Diabetic Retinopathy Detection
AI-Powered Screening using Deep Learning & Explainable AI
Introduction
Diabetic Retinopathy (DR) is a progressive eye condition and a leading cause of blindness among adults globally. Early detection is critical for effective treatment; however, the manual diagnostic process requires highly trained ophthalmologists to examine retinal fundus images for minute signs like microaneurysms and hemorrhages. This manual process is time-consuming, expensive, and prone to human error, creating a bottleneck in healthcare delivery.
Our project addresses this challenge by developing an automated, AI-driven screening system. We leverage advanced Deep Learning architectures to classify retinal images into "Referable" (Severe) and "Non-Referable" (Normal/Mild) cases. By integrating Explainable AI (XAI), we go beyond simple prediction, providing clinicians with visual evidence of the model's decision-making process, thereby bridging the gap between "black box" AI and clinical trust.
Methodology
We implemented a rigorous end-to-end pipeline designed for medical imaging reliability:
-
1. Data Curation & Balancing:
The raw dataset contained severe class imbalances.
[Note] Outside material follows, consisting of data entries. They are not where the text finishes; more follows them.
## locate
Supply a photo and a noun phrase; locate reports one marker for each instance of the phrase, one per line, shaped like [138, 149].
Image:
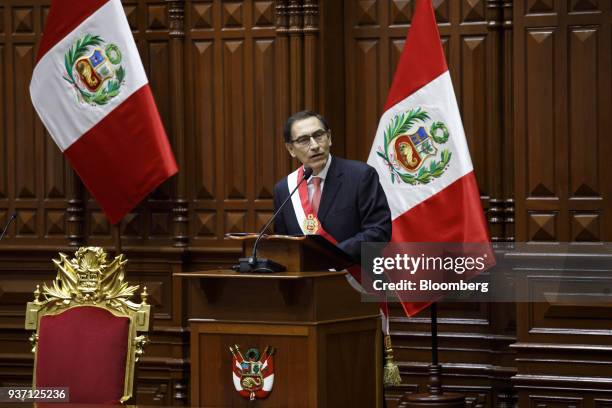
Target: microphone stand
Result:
[11, 219]
[254, 264]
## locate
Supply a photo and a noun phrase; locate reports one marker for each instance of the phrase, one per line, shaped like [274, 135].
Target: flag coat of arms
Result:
[420, 150]
[91, 92]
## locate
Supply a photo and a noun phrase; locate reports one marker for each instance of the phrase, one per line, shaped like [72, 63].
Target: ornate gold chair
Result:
[87, 330]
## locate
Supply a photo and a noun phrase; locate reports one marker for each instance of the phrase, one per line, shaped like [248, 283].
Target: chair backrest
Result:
[87, 330]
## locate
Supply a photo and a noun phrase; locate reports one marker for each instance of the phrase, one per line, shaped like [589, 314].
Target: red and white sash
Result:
[310, 225]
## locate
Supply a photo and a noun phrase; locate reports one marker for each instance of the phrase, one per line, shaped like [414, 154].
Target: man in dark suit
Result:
[343, 198]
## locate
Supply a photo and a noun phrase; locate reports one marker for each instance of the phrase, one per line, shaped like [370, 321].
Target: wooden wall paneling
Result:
[282, 85]
[331, 71]
[238, 62]
[296, 53]
[180, 220]
[311, 53]
[565, 50]
[494, 84]
[367, 42]
[202, 124]
[507, 120]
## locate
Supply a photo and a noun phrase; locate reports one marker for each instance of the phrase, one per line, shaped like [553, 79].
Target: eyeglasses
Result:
[304, 141]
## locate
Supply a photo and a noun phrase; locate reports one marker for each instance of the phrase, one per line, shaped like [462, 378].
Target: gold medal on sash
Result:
[311, 224]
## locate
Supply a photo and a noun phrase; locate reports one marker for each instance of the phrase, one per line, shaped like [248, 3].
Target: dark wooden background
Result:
[533, 81]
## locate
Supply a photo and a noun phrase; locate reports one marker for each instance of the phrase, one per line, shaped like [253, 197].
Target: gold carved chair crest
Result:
[88, 333]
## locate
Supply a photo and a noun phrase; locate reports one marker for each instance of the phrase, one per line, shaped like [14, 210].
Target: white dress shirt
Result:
[322, 175]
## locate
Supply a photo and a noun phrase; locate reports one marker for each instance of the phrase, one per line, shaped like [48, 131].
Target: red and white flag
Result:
[420, 150]
[92, 94]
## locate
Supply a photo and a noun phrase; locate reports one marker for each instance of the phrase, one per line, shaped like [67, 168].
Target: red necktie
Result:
[316, 196]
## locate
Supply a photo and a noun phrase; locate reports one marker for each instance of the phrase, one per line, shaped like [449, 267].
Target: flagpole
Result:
[435, 397]
[117, 238]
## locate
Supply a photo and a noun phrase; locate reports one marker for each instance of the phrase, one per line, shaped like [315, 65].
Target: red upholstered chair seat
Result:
[85, 349]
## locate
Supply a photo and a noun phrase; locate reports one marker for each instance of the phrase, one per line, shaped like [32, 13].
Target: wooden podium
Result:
[328, 342]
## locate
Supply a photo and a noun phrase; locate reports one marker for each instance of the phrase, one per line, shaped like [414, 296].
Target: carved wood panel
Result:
[562, 88]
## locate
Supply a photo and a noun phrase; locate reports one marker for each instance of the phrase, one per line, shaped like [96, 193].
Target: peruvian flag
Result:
[420, 150]
[92, 94]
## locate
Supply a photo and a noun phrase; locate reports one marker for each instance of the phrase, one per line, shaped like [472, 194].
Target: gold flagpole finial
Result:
[391, 376]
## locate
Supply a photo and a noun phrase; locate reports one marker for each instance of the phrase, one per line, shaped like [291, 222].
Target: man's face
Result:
[316, 152]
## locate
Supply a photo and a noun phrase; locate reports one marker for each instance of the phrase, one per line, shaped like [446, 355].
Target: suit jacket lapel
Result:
[333, 181]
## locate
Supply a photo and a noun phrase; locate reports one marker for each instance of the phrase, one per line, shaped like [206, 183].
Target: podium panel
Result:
[328, 344]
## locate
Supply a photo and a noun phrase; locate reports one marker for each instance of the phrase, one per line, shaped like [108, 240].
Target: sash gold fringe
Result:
[391, 376]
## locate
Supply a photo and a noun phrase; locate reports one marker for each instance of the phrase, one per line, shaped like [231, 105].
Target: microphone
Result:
[253, 264]
[11, 219]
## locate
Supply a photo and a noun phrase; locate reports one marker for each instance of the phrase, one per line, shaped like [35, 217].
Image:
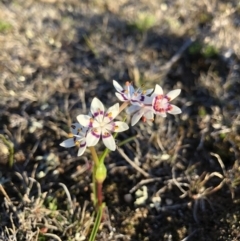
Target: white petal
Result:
[68, 143]
[92, 138]
[121, 97]
[117, 86]
[109, 142]
[136, 117]
[149, 115]
[173, 94]
[148, 100]
[175, 110]
[158, 90]
[114, 110]
[75, 127]
[130, 89]
[149, 91]
[96, 106]
[84, 120]
[82, 148]
[132, 109]
[121, 126]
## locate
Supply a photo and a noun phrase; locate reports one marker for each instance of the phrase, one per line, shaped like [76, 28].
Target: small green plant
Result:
[143, 22]
[207, 51]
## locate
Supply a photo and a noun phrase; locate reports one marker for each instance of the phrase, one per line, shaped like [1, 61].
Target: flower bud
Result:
[101, 173]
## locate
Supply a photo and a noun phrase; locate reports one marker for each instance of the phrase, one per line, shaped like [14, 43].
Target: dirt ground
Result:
[56, 56]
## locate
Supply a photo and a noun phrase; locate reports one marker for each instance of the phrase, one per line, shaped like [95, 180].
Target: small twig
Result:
[68, 197]
[52, 236]
[4, 193]
[143, 182]
[220, 163]
[190, 235]
[145, 174]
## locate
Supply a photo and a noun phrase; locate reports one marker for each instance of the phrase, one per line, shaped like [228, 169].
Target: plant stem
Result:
[94, 155]
[99, 194]
[95, 164]
[123, 106]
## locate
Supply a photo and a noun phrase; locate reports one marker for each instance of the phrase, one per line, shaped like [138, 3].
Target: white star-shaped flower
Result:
[161, 104]
[135, 97]
[101, 124]
[157, 103]
[78, 138]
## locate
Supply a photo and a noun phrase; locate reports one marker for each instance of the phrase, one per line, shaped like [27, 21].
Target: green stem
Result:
[95, 164]
[10, 149]
[97, 223]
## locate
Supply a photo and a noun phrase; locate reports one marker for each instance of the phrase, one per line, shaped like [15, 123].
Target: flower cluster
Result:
[147, 103]
[100, 124]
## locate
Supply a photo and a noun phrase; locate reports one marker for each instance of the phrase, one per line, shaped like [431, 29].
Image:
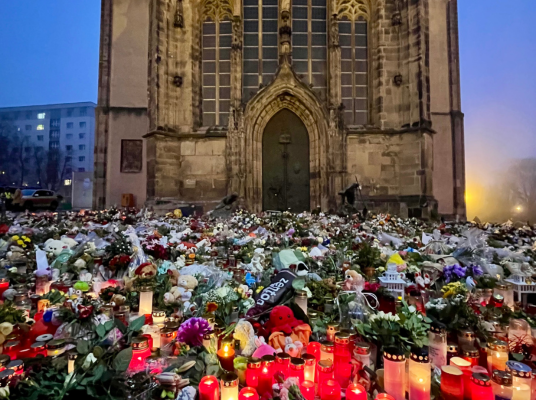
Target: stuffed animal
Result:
[282, 320]
[293, 348]
[263, 349]
[245, 333]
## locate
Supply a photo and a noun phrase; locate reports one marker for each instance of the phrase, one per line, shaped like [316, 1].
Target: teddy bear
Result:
[283, 324]
[245, 333]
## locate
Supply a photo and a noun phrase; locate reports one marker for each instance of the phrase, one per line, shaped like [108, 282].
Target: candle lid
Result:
[480, 379]
[279, 357]
[452, 347]
[498, 345]
[518, 369]
[11, 344]
[229, 379]
[4, 360]
[502, 378]
[309, 359]
[362, 348]
[268, 360]
[470, 352]
[38, 346]
[139, 343]
[420, 354]
[297, 363]
[16, 365]
[254, 362]
[325, 365]
[394, 354]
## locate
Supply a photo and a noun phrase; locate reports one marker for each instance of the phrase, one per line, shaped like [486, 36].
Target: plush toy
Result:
[293, 348]
[55, 246]
[263, 349]
[245, 333]
[282, 320]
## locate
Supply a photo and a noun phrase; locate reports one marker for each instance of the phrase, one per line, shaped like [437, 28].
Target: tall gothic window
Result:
[354, 68]
[260, 44]
[309, 42]
[216, 63]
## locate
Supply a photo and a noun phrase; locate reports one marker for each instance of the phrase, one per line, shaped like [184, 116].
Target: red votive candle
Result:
[252, 372]
[331, 390]
[307, 389]
[282, 364]
[451, 383]
[248, 393]
[481, 387]
[314, 349]
[355, 391]
[209, 388]
[266, 375]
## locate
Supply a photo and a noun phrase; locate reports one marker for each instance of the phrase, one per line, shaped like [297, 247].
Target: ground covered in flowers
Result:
[135, 304]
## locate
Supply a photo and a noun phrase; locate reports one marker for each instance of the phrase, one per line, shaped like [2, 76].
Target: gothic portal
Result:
[284, 102]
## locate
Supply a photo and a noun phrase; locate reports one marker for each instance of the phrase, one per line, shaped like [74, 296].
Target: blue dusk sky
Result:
[49, 54]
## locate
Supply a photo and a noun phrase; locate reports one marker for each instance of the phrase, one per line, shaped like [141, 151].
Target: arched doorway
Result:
[285, 163]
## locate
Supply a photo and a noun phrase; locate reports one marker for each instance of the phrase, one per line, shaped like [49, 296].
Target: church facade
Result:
[284, 102]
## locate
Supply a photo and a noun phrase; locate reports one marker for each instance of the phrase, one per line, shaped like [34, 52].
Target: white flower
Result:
[6, 328]
[89, 360]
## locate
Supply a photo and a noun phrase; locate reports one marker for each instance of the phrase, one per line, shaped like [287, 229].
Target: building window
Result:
[309, 42]
[216, 63]
[261, 52]
[354, 69]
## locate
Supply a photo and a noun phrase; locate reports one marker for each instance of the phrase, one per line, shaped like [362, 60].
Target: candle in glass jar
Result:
[297, 367]
[282, 364]
[394, 362]
[355, 391]
[309, 370]
[314, 349]
[248, 393]
[307, 389]
[301, 300]
[252, 372]
[266, 375]
[209, 388]
[229, 386]
[501, 382]
[466, 368]
[146, 300]
[226, 356]
[331, 390]
[326, 350]
[420, 377]
[451, 383]
[481, 387]
[497, 355]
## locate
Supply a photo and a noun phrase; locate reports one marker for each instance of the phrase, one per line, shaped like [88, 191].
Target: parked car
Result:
[40, 198]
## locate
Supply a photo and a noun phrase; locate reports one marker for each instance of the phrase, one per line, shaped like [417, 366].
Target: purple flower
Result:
[192, 330]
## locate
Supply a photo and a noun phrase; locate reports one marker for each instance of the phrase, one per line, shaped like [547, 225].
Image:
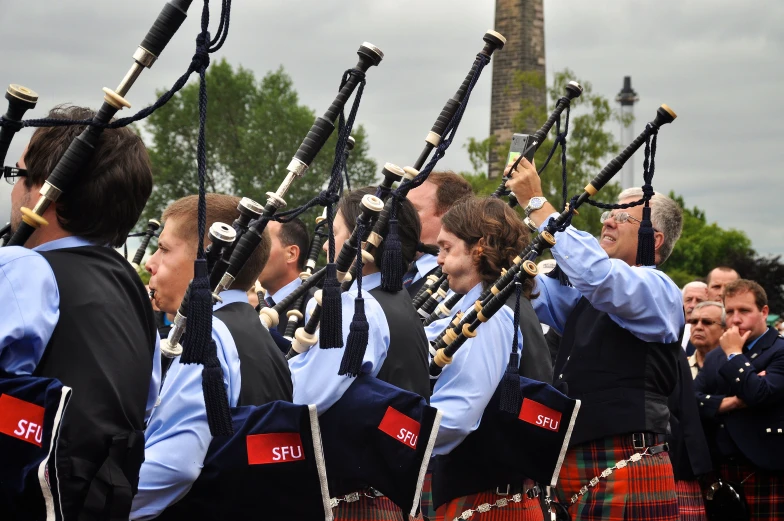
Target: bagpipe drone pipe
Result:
[522, 413]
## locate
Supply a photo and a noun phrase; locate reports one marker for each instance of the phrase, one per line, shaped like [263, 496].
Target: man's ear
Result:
[292, 254]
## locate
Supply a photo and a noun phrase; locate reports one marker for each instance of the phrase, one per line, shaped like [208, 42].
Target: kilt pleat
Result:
[691, 505]
[764, 490]
[642, 490]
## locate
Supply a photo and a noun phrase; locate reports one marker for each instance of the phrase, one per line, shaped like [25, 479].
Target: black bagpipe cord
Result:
[511, 398]
[331, 331]
[358, 335]
[392, 269]
[198, 345]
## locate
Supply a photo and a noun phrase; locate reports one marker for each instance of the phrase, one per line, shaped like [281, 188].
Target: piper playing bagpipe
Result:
[620, 319]
[478, 239]
[253, 369]
[76, 315]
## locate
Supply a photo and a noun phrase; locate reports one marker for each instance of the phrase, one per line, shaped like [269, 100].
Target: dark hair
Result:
[296, 233]
[493, 225]
[107, 197]
[220, 208]
[408, 228]
[720, 268]
[742, 286]
[452, 188]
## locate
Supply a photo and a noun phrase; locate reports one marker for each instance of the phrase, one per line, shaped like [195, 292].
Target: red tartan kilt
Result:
[369, 509]
[642, 490]
[690, 501]
[764, 490]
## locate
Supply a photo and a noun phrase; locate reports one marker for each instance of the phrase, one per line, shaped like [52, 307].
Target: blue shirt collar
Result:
[369, 282]
[65, 242]
[286, 290]
[231, 296]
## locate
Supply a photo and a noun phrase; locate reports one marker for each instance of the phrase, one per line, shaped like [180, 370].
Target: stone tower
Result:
[522, 23]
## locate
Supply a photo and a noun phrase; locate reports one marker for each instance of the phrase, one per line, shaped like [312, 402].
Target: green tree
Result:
[589, 145]
[703, 246]
[253, 130]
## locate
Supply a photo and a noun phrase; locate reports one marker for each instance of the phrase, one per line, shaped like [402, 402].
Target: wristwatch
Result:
[534, 204]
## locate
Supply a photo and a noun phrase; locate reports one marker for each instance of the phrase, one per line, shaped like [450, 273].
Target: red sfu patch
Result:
[540, 415]
[21, 420]
[401, 427]
[282, 447]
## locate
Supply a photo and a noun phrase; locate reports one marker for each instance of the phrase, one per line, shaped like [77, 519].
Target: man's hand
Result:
[732, 341]
[731, 403]
[524, 182]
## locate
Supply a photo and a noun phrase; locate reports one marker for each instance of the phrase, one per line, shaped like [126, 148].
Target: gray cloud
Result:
[717, 63]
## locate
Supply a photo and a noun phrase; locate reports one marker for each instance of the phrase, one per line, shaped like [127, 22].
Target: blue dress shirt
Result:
[315, 373]
[640, 299]
[31, 309]
[466, 385]
[178, 436]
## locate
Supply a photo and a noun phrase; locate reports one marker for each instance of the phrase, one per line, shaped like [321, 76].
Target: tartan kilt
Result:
[368, 509]
[641, 490]
[691, 506]
[764, 489]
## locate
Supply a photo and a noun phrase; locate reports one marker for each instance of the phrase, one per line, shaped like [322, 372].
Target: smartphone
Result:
[519, 143]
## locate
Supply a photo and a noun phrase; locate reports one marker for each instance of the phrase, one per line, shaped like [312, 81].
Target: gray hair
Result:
[666, 216]
[718, 305]
[694, 284]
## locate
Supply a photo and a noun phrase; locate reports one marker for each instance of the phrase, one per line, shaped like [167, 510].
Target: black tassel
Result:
[356, 345]
[392, 260]
[646, 244]
[511, 398]
[216, 400]
[557, 273]
[199, 332]
[331, 334]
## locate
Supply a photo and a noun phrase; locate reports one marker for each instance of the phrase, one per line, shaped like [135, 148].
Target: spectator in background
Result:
[693, 293]
[717, 278]
[740, 396]
[707, 323]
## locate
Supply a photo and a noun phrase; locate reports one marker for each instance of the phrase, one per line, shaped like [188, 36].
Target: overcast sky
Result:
[719, 64]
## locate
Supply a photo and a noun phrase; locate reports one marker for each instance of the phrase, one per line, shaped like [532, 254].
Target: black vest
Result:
[406, 364]
[623, 382]
[263, 369]
[102, 347]
[535, 362]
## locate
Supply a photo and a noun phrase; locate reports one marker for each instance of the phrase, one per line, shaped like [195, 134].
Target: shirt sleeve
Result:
[315, 372]
[642, 300]
[466, 385]
[178, 436]
[31, 308]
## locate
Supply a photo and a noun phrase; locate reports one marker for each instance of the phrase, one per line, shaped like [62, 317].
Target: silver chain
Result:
[485, 507]
[604, 475]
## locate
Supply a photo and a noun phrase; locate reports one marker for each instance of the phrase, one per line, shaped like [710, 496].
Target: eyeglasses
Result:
[620, 217]
[705, 322]
[11, 173]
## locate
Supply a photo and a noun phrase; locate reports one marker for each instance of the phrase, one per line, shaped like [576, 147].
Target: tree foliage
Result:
[253, 130]
[703, 246]
[589, 145]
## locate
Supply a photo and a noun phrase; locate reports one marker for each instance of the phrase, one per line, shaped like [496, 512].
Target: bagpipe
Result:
[82, 148]
[523, 266]
[429, 297]
[522, 413]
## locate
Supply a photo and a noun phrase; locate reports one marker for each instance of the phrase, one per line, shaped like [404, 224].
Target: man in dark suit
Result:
[740, 395]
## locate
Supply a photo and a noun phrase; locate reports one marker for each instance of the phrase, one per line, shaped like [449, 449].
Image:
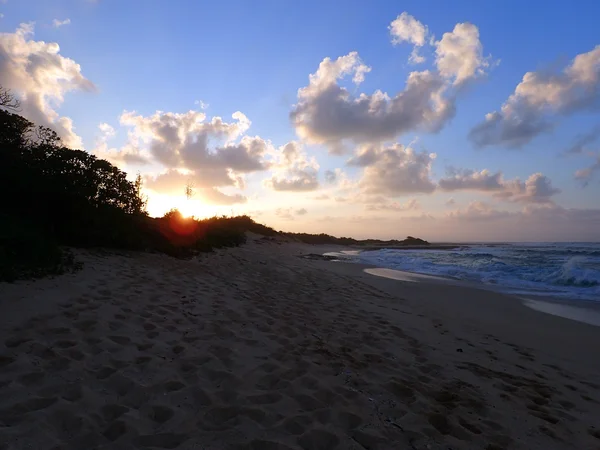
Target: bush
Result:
[27, 252]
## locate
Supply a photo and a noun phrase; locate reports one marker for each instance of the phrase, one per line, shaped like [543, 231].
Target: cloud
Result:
[173, 182]
[183, 140]
[586, 175]
[201, 104]
[214, 153]
[41, 77]
[405, 28]
[330, 176]
[293, 170]
[60, 23]
[459, 54]
[213, 196]
[122, 157]
[536, 189]
[289, 213]
[476, 211]
[581, 143]
[329, 114]
[538, 98]
[466, 179]
[410, 205]
[398, 170]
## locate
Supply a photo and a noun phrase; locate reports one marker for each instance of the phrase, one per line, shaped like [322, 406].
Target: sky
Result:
[450, 121]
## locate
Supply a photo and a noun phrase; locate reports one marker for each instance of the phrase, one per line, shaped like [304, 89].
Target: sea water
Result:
[561, 270]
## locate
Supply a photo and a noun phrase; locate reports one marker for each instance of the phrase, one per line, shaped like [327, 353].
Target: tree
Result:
[139, 183]
[7, 100]
[189, 190]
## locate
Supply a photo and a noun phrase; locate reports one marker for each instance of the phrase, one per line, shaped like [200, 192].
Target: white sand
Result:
[255, 348]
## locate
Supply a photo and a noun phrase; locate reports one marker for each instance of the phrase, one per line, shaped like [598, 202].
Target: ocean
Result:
[561, 270]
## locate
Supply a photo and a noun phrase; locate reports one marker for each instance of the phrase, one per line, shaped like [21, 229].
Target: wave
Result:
[564, 270]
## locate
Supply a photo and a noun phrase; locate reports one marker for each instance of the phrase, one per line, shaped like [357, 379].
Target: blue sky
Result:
[253, 57]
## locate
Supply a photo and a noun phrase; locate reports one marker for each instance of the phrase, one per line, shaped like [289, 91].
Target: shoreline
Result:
[259, 347]
[529, 294]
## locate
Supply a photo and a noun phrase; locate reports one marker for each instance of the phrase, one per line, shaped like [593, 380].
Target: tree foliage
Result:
[53, 196]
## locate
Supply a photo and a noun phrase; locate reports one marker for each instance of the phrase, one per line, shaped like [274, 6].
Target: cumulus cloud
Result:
[40, 76]
[328, 113]
[538, 98]
[293, 170]
[289, 213]
[60, 23]
[204, 182]
[536, 189]
[208, 153]
[410, 205]
[122, 157]
[581, 143]
[586, 175]
[330, 176]
[459, 54]
[477, 211]
[398, 170]
[405, 28]
[466, 179]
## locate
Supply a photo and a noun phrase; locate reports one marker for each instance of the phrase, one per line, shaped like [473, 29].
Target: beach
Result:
[257, 347]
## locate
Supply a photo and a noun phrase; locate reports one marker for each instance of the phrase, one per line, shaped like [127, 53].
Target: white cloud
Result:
[398, 170]
[459, 54]
[201, 104]
[405, 28]
[410, 205]
[289, 213]
[293, 170]
[536, 189]
[40, 77]
[327, 113]
[583, 141]
[60, 23]
[210, 154]
[538, 98]
[476, 211]
[586, 175]
[466, 179]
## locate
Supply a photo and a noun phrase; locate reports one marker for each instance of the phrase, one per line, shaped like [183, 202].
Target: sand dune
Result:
[256, 348]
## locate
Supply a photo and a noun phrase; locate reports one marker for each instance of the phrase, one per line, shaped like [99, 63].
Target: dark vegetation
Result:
[326, 239]
[54, 198]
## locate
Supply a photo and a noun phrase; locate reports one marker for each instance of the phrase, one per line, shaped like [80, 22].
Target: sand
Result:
[257, 348]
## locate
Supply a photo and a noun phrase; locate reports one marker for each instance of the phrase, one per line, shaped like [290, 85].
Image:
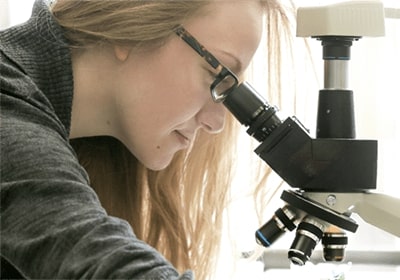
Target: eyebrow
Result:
[237, 66]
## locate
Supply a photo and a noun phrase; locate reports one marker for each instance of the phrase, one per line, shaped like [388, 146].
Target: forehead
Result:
[231, 30]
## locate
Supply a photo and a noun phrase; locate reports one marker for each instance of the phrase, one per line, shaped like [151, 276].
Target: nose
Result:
[212, 117]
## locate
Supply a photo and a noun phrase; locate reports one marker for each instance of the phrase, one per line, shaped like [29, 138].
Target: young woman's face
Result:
[163, 98]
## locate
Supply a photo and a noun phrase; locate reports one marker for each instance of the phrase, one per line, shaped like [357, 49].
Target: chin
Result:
[158, 164]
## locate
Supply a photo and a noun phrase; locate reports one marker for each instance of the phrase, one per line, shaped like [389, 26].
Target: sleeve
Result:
[52, 224]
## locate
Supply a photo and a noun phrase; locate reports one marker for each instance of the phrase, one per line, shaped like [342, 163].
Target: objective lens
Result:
[276, 226]
[334, 244]
[308, 234]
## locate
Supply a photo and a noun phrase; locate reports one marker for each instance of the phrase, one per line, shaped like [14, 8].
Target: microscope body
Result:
[334, 174]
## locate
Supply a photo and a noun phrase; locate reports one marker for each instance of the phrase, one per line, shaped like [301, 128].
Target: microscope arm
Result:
[377, 209]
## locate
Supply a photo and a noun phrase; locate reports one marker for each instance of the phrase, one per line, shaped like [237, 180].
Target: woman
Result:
[106, 96]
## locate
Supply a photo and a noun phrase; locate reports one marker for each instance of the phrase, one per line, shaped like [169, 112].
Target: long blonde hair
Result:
[177, 210]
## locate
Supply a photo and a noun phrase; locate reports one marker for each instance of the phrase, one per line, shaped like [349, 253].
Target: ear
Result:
[121, 53]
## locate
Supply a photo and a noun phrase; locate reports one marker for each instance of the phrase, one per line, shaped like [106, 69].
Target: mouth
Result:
[184, 139]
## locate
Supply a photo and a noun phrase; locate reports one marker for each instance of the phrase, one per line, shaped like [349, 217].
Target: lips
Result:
[184, 138]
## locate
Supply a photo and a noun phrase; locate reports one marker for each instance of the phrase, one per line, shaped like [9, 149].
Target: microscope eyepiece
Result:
[308, 234]
[249, 107]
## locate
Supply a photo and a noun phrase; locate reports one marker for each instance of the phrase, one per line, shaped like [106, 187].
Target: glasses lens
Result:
[221, 87]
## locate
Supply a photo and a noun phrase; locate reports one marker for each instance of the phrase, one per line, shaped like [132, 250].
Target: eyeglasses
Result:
[225, 80]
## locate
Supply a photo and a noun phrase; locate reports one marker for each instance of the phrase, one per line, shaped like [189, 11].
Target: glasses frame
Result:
[223, 72]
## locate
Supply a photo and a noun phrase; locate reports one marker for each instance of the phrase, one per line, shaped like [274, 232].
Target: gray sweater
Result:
[52, 224]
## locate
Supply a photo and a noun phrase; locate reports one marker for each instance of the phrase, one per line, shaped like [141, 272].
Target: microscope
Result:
[334, 174]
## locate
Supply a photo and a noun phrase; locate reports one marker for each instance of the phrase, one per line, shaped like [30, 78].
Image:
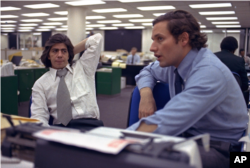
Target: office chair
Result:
[50, 118]
[161, 96]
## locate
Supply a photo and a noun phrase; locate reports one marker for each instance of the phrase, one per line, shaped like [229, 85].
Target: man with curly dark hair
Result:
[205, 97]
[67, 91]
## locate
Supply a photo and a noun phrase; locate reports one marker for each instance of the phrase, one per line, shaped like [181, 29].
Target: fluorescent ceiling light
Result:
[147, 24]
[85, 2]
[206, 31]
[25, 27]
[222, 18]
[95, 17]
[158, 14]
[96, 25]
[7, 28]
[128, 1]
[61, 12]
[225, 22]
[231, 31]
[24, 30]
[31, 24]
[135, 27]
[229, 26]
[40, 6]
[32, 20]
[212, 5]
[147, 8]
[123, 24]
[7, 25]
[141, 20]
[47, 27]
[7, 21]
[109, 21]
[110, 10]
[217, 13]
[58, 19]
[61, 29]
[108, 28]
[35, 14]
[8, 16]
[52, 23]
[128, 16]
[9, 8]
[42, 29]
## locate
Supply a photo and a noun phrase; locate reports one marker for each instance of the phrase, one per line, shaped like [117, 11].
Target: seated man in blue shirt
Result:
[133, 58]
[205, 97]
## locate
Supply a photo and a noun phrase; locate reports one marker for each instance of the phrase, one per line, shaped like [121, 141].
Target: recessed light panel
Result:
[109, 21]
[28, 24]
[8, 16]
[148, 8]
[110, 10]
[135, 27]
[31, 20]
[222, 18]
[61, 12]
[211, 5]
[85, 2]
[228, 23]
[128, 16]
[217, 13]
[141, 20]
[35, 14]
[58, 19]
[9, 8]
[94, 17]
[41, 6]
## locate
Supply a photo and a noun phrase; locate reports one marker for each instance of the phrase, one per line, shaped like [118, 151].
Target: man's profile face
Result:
[59, 56]
[164, 46]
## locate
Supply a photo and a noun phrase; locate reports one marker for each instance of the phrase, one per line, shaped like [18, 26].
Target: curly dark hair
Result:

We curated a specialized binary dataset by mapping multi-class labels (0-4) to a binary schema (Normal vs. Severe). To prevent model bias, we utilized undersampling techniques to create a perfectly balanced dataset, ensuring the model learns to identify pathologies rather than just predicting the majority class.
-
2. Advanced Preprocessing:
Retinal images often suffer from poor lighting and low contrast. We implemented a preprocessing pipeline that includes standardizing image size to 224x224 pixels and applying CLAHE (Contrast Limited Adaptive Histogram Equalization). This technique locally enhances contrast, making subtle features like blood vessels and lesions significantly more distinct for the neural networks.
-
3. Parallel Model Architectures:
We trained and evaluated three distinct state-of-the-art architectures to determine the optimal solution:
- ResNet-50: A deep Convolutional Neural Network (CNN) utilizing residual connections to capture complex feature hierarchies.
- EfficientNet-B0: A highly efficient CNN that scales depth, width, and resolution uniformly, offering high accuracy with lower computational cost.
- Vision Transformer (ViT-B/16): A non-convolutional architecture that treats image patches as sequences, allowing for global context understanding via self-attention mechanisms.
-
4. Explainability & Deployment:
To ensure transparency, we integrated Grad-CAM (Gradient-weighted Class Activation Mapping). This technique generates heatmaps overlaying the original image, highlighting the specific pixels (e.g., hemorrhages) that influenced the model's prediction. The final system was deployed as a responsive Flask web application on Hugging Face Spaces for real-time accessibility.
Figure 1: Complete pipeline illustrating the flow from data ingestion and preprocessing to model training and Grad-CAM visualization.
Results & Conclusion
Our comprehensive evaluation demonstrated that deep learning models can effectively screen for severe Diabetic Retinopathy. EfficientNet-B0 emerged as the most balanced model, delivering high accuracy and F1-scores suitable for clinical screening. Crucially, the Grad-CAM visualizations confirmed that our models were learning clinically relevant features—correctly focusing on lesions rather than background noise. This project validates the potential of AI to serve as a reliable, transparent second opinion for ophthalmologists.